2. Violation of Subparagraphs 3, 4 and 5 of Paragraph 1 of Article 5 hereof.
3. Failure to store goods in accordance with Paragraphs 1 and 2 of Article 9 hereof.
4. Failure to perform in accordance with Article 9-1.
5. Violation of provisions in Article 15 hereof regarding autonomous management.
In the event that any logistics center is found to have any of the following instances, Customs, in accordance with Article 90 of the Customs Law, may warn and request such a firm to rectify its behavior within a given time limit or impose a fine of NT$6,000 to NT$30,000.
Such an imposition of a fine may be repeated if necessary. In the case that such a firm does not rectify its behavior after the imposition of a fine for three consecutive times , a suspension of bonded goods storage privileges for a period of less than three months may be adopted.
1. Failure to file any changes in the company registration of the logistics center in accordance with Article 8 hereof.
2. Failure to transport goods by the logistics center itself or its contracted carriers in accordance with Article 16 hereof.
3. Failure to attend to its security and management responsibilities in regard to the cargo container (goods) placed in its outdoor storage facility as required in Article 17-1.

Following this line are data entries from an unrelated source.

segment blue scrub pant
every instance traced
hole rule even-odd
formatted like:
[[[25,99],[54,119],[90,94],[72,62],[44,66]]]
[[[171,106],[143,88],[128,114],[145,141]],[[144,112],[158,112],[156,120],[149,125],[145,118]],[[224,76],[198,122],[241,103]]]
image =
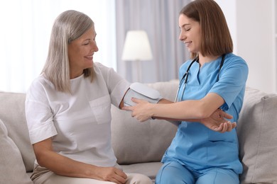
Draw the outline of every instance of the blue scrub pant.
[[[156,177],[156,184],[239,184],[239,175],[231,169],[214,168],[200,173],[178,162],[165,163]]]

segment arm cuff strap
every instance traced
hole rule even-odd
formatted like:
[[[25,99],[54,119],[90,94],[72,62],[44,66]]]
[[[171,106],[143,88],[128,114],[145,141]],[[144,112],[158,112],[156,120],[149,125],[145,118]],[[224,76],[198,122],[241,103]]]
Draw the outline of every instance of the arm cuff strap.
[[[136,105],[136,103],[131,100],[131,98],[146,100],[151,103],[157,103],[163,98],[160,92],[141,83],[131,84],[124,98],[124,106]]]

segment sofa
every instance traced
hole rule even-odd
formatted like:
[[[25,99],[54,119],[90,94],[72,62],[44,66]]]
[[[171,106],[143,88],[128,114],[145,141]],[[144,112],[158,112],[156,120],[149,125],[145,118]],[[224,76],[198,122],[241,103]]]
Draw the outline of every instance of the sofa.
[[[173,100],[176,80],[148,84]],[[35,155],[26,122],[26,94],[0,92],[0,183],[31,184]],[[153,181],[163,153],[177,127],[165,120],[139,122],[130,113],[112,107],[112,146],[126,173],[148,176]],[[237,122],[241,183],[277,183],[277,95],[247,87]]]

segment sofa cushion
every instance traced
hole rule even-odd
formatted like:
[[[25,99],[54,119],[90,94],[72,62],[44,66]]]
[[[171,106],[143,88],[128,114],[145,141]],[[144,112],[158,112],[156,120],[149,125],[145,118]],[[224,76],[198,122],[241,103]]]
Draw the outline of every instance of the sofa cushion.
[[[0,92],[0,119],[21,153],[26,171],[32,171],[35,154],[25,116],[25,93]]]
[[[140,173],[146,175],[153,180],[155,180],[156,176],[162,166],[163,163],[159,161],[121,165],[123,171],[126,173]]]
[[[18,148],[8,136],[8,130],[0,120],[1,183],[33,183],[27,175]]]
[[[148,84],[173,100],[178,81]],[[140,122],[131,113],[112,107],[112,143],[119,164],[160,161],[177,131],[165,120],[149,120]]]
[[[241,183],[277,182],[277,95],[247,87],[238,120]]]

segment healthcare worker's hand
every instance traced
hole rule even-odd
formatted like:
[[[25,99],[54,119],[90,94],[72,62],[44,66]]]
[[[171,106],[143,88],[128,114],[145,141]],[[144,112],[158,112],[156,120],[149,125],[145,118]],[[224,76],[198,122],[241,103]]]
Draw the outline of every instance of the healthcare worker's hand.
[[[152,105],[152,103],[146,100],[132,98],[134,103],[136,103],[136,106],[124,106],[122,110],[131,110],[131,116],[135,117],[140,122],[144,122],[151,118],[152,115],[147,110],[147,105]]]
[[[231,122],[227,119],[232,119],[233,117],[220,109],[214,111],[211,116],[207,118],[202,119],[201,123],[216,132],[224,133],[230,132],[237,127],[236,122]]]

4.Failure to make the printouts in accordance with Paragraph 1 of Article 18 hereof or failure to move the stored goods which have been cleared in accordance with Paragraph 3, Article 9, out of the warehouse before the last day of the limited period of storage under the provision of Paragraph 1 of Article 18.

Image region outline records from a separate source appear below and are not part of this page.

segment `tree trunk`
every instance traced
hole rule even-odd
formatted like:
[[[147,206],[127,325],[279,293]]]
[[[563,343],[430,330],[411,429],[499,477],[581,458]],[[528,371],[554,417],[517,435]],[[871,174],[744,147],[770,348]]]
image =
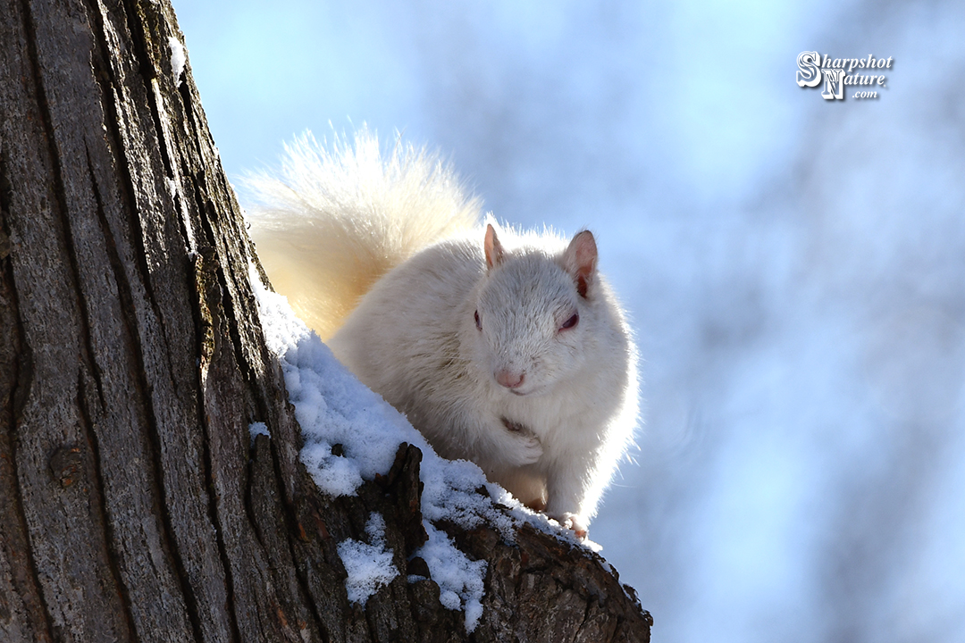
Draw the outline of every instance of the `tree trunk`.
[[[348,602],[372,511],[399,569],[425,539],[421,454],[338,499],[298,462],[171,38],[167,0],[0,0],[0,640],[648,641],[598,556],[530,528],[438,525],[488,561],[471,634],[431,580]]]

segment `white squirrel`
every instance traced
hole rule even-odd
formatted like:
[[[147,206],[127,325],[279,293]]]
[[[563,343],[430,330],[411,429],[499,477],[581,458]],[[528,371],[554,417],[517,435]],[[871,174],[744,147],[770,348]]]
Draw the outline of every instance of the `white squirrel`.
[[[636,348],[584,230],[500,229],[436,156],[311,134],[249,175],[274,286],[443,457],[585,538],[637,420]]]

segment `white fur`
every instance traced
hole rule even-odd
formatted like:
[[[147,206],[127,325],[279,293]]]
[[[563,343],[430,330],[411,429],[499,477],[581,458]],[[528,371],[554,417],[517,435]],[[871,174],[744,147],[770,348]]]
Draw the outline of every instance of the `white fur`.
[[[343,296],[341,282],[355,279],[344,274],[345,266],[357,264],[346,253],[366,257],[383,253],[398,239],[379,235],[398,235],[400,226],[429,231],[420,232],[425,233],[421,243],[414,233],[402,250],[367,269],[380,279],[372,280],[331,337],[332,351],[405,413],[441,455],[475,462],[520,500],[545,507],[582,535],[632,441],[637,419],[636,349],[616,297],[595,270],[592,236],[582,237],[589,245],[567,246],[548,232],[498,230],[490,266],[484,229],[464,225],[478,204],[462,196],[451,174],[439,174],[437,167],[433,174],[426,167],[430,157],[400,156],[399,146],[386,167],[378,160],[377,143],[366,133],[356,146],[354,155],[345,147],[334,155],[290,150],[286,173],[296,168],[301,177],[292,186],[296,196],[286,195],[272,209],[271,221],[297,227],[300,242],[318,249],[310,261],[295,258],[292,274],[316,282],[313,287],[330,287],[335,294],[326,296],[337,299]],[[365,163],[356,167],[359,159]],[[372,181],[379,172],[382,178]],[[407,182],[402,189],[395,182],[411,176],[423,177],[422,186]],[[366,194],[371,201],[344,205],[342,201],[326,210],[313,209],[317,194],[358,195],[360,182],[376,191]],[[302,196],[305,185],[312,186],[312,198]],[[422,190],[432,194],[421,195]],[[427,210],[424,201],[449,206]],[[310,212],[291,207],[303,203]],[[458,216],[440,226],[439,211]],[[356,227],[362,212],[366,226]],[[383,215],[386,221],[380,223]],[[298,223],[300,217],[313,225]],[[342,223],[322,221],[326,217]],[[262,245],[263,238],[273,238],[262,236],[266,228],[253,224],[253,236],[275,281],[274,247]],[[459,228],[462,231],[455,231]],[[317,238],[319,233],[328,238]],[[378,272],[383,267],[384,276]],[[581,269],[589,274],[586,296],[577,287]],[[284,285],[279,289],[285,292]],[[345,308],[353,303],[340,302]],[[578,323],[561,328],[574,313]],[[497,382],[501,371],[513,381],[521,374],[523,381],[510,389]]]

5. Failure to process inventory and related matters in accordance with Article 19 hereof.
6. Failure to provide an inspection site for goods, office space and necessary equipment in accordance with Paragraphs 2 and 3 of Article 22 hereof.

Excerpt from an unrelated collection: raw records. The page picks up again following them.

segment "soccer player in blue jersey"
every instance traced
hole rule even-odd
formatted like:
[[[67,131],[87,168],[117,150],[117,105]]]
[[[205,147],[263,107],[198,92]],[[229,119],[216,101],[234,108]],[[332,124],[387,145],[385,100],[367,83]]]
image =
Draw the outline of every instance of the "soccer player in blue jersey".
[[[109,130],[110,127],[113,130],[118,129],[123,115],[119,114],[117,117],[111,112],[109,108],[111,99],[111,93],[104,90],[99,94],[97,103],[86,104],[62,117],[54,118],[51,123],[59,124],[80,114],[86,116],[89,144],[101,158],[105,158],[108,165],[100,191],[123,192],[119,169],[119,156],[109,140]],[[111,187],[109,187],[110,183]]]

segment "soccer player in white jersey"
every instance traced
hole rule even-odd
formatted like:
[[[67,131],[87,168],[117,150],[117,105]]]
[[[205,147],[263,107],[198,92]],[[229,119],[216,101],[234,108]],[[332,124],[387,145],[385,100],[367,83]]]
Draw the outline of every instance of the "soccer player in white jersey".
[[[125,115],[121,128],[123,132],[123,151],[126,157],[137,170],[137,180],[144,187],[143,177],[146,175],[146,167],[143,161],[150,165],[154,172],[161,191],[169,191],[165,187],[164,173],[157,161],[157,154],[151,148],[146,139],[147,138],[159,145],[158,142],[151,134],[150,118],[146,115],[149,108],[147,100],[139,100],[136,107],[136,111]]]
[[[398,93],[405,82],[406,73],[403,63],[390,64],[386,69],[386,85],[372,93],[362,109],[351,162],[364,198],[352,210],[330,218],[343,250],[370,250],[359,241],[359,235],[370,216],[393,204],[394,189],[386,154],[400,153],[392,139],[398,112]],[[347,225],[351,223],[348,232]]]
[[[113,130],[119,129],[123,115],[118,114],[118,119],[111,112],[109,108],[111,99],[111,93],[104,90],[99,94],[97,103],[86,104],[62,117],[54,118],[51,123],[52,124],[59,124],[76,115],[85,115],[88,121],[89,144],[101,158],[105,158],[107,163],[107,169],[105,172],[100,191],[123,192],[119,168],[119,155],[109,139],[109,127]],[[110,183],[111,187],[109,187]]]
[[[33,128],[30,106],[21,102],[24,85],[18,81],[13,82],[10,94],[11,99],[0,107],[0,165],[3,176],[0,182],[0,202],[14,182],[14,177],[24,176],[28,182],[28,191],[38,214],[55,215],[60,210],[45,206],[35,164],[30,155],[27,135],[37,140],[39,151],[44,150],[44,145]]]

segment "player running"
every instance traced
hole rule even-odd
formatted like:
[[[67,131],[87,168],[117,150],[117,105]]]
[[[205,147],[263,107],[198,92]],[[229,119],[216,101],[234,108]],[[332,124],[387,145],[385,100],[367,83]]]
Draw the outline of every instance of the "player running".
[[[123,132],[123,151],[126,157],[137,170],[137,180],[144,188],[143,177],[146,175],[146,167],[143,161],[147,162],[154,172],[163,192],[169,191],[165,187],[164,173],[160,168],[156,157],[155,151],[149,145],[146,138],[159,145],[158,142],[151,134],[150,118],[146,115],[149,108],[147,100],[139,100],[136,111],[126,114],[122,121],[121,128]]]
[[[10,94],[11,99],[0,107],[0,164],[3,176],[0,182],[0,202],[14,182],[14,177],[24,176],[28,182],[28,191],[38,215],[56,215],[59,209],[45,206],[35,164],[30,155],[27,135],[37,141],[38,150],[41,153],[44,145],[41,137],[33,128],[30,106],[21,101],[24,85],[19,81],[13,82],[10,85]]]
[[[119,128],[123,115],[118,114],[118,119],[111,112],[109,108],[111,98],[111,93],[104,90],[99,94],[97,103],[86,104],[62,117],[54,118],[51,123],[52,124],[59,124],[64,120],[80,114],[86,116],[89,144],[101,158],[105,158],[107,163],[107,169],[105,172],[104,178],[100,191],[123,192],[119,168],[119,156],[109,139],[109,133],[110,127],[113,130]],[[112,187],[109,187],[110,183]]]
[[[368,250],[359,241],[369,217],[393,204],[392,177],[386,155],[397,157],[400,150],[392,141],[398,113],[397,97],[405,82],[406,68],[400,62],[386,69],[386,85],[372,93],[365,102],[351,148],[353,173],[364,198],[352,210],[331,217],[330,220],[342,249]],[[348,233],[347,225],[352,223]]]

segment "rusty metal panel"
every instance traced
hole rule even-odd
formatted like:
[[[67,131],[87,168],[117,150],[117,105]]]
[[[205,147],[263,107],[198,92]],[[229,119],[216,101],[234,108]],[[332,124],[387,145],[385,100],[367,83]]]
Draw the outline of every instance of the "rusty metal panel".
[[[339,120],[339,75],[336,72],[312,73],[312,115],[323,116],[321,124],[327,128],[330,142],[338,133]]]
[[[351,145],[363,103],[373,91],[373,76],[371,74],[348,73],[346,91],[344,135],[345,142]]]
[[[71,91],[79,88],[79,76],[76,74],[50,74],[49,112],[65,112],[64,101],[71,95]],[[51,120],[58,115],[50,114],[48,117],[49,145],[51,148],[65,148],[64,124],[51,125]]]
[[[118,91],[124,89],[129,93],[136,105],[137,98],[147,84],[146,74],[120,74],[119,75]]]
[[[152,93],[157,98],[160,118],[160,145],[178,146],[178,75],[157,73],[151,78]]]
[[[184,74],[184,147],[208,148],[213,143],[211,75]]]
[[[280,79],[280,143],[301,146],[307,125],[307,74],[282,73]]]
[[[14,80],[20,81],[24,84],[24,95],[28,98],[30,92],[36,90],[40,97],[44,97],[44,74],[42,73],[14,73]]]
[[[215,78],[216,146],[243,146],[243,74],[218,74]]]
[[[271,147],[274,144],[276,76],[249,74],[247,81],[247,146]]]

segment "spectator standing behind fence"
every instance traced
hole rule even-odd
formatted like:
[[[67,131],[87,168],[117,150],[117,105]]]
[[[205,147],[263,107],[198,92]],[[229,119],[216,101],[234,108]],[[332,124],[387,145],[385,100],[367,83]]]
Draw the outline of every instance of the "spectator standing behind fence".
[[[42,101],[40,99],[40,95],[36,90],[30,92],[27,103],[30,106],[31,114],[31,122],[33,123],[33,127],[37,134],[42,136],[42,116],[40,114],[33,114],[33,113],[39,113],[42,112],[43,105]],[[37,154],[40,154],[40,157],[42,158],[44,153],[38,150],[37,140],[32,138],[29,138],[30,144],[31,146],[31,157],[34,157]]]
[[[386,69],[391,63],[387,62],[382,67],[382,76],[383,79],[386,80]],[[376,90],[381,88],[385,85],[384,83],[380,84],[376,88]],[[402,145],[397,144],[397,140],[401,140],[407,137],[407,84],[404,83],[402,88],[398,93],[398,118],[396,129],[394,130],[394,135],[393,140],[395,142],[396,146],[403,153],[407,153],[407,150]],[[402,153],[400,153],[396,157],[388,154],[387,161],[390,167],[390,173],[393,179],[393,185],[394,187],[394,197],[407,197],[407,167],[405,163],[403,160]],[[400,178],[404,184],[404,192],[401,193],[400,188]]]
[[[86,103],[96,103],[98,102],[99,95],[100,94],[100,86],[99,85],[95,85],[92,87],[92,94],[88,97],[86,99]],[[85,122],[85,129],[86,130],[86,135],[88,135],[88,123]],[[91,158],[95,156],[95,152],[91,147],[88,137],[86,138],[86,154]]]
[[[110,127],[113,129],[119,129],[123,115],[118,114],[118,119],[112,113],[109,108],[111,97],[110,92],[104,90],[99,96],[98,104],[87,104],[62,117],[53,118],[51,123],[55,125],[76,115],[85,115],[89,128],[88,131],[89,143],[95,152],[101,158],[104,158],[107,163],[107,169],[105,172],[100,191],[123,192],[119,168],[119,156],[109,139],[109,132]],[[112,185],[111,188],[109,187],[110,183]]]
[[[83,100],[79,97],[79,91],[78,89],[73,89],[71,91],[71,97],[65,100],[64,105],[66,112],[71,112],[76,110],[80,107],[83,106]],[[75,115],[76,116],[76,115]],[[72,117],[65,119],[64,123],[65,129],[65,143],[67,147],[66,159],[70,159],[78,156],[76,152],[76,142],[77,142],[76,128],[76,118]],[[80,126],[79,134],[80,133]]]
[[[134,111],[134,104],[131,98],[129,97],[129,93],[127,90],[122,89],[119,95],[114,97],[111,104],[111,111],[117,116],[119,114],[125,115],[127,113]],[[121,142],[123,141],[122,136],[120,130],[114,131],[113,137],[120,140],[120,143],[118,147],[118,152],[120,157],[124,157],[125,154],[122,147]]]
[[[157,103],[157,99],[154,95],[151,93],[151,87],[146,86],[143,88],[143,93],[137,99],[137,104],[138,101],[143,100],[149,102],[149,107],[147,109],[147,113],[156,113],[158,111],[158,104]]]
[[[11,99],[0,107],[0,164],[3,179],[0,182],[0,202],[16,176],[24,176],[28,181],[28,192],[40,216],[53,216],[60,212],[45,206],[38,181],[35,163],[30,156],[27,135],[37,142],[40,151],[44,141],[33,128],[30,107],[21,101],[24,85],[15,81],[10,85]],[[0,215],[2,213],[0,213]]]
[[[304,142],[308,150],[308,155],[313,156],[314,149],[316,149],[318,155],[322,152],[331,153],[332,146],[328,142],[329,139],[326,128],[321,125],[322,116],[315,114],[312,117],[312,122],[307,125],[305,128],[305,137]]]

7. Failure to transport back the goods that were shipped out for inspection, testing, reconditioning, or simple processing before the deadline in accordance with Article 23 hereof.
Logistics centers which fail to abide by Article 10, Article 11, and Paragraph 1 of Article 12 hereof in completing clearance procedures before the exit of goods from the warehouse, may be imposed a fine of between NT$6,000 to NT$30,000 by Customs in accordance with Article 90 of the Customs Law.
In the event that any logistics center fails to operate by the computerized system or fails to file the consolidated declaration by the 15th of the following month in accordance with Article 20 hereof, the Customs, in accordance with Article 90 of the Customs Law, may warn and request such a firm to rectify its behavior within a given time limit or impose a fine of NT$6,000 to NT$30,000. Such an imposition of a fine may be repeated if necessary. In the case that such a firm does not rectify its behavior after the imposition of a fine for three consecutive times, a suspension of monthly filing privileges for a period not exceeding six months may be adopted.
Should a logistics center be guilty of illicit transportation or evasion of taxation, such matter will be dealt with in accordance with the Customs Preventive Law and other relevant laws.
In the event that any logistics center is found to have any of the following instances, Customs may prohibit its entry of bonded goods or repeal its registration:
1. Failure to meet the requirements in Subparagraphs 1 or 7 of Paragraph 1 of Article 5 hereof.
2. Operations have terminated.
3. A bad financial record, already having debt that cannot be cleared off.
The forms that logistics centers are required to fill out and the guiding rules for customs clearance shall be formulated and announced by the Customs.
Supervision in regard to entry of unapproved goods to logistics centers from Mainland China will be regulated by the Customs in accordance with The Regulations Governing Permission of Trade between the Taiwan Area and the Mainland Area.
These regulations shall become effective upon promulgation.